Saturday, June 8, 2013

The Adventure of Sherlock Holmes' Smarter Brother [PG]


When a secret document of Her Majesty the Queen’s is stolen from her Confidant’s safe, it somehow falls to Sherlock Holmes’ younger brother, Sigerson, to solve the case. Having lived in the shadow of his successful sibling for so long, Sigerson is eager to prove himself and leaps hot onto the trail helped by oddball Sgt. Orville Stanley Sacker in investigating an opera-singer-turned-blackmailer and becoming romantically linked with a slippery and seductive music hall songstress. 

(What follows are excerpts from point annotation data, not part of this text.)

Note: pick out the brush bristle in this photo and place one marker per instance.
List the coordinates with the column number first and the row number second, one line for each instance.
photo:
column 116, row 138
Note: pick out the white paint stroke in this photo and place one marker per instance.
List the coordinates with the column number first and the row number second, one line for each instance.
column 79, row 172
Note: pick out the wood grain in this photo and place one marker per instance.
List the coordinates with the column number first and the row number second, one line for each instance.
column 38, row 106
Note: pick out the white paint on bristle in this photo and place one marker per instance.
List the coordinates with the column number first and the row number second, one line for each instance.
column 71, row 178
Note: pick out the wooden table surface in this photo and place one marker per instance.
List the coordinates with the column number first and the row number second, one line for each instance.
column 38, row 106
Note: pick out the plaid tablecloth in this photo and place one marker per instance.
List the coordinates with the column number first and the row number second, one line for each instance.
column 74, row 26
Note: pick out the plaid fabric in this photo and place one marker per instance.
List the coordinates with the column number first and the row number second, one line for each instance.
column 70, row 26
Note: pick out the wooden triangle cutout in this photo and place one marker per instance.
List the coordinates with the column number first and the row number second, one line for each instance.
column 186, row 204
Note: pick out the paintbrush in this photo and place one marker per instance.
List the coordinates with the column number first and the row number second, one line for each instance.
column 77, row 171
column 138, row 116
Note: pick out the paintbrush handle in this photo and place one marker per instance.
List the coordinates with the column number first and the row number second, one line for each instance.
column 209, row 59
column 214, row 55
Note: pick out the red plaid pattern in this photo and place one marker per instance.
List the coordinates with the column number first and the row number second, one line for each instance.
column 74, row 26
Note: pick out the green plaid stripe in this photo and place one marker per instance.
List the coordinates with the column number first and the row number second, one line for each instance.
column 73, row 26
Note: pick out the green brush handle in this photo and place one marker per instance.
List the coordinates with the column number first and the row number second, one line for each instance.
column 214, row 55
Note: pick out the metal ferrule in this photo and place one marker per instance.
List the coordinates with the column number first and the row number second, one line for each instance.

All right so I found this for $5. I’d never seen it before, but it was Gene Wilder and Madeline Khan and Marty Feldman and I was all excited because I thought it was going to be like Young Frankenstein or Dracula Dead and Loving It, you know a classic Mel Brooks spoof. As it turns out Mel Brooks had absolutely nothing to do with this movie, it was all the work of Gene Wilder and as much as I love the man, I have to admit that this movie was a bit of a waste of $5. I’m a little disappointed right now. 

When a secret document of Her Majesty the Queen’s is stolen from her Confidant’s safe, it somehow falls to Sherlock Holmes’ younger brother, Sigerson, to solve the case. Having lived in the shadow of his successful sibling for so long, Sigerson is eager to prove himself and leaps hot onto the trail helped by oddball Sgt. Orville Stanley Sacker in investigating an opera-singer-turned-blackmailer and becoming romantically linked with a slippery and seductive music hall songstress. 

I think with Mel Brooks behind the wheel, this might have made for a clever detective spoof. As it is Gene Wilder tries to walk amongst the Brooks giants such as Young Frankenstein and Blazing Saddles, stumbling and taking rather a big fall in the process. The idea was good. It had potential. But unfortunately, the silly-but-immaculately-timed comedy styling of Brooks was attempted to be mimicked and just didn’t work. This film was just silly for the sake of being silly. The sight gags didn’t work very well, aside from the ballroom scene, there was an overabundant use of music that I found irrelative, and then at one point it seemed to be taking the piss out of the swashbuckling nativity movies of old… maybe a jab at the silliness and unperiod-ness of The Adventures of Robin Hood or something, I don’t know. Whatever was Gene’s intention; it was not achieved in this film. It’s a sad truth. 
Starring Gene Wilder, Madeline Khan, Marty Feldman, Leo McKern, Roy Kinnear, Douglas Wilmer, Thorley Walters, and Dom DeLuise, The Adventure of Sherlock Holmes’ Smarter Brother is a bit of a flop of a movie filled with outdated swashbuckling action, romance, comedy, and really made up of general spontaneity and stupidity. I’ll admit that it got a few laughs and chuckles out of me, but ultimately it was a pretty stupid film.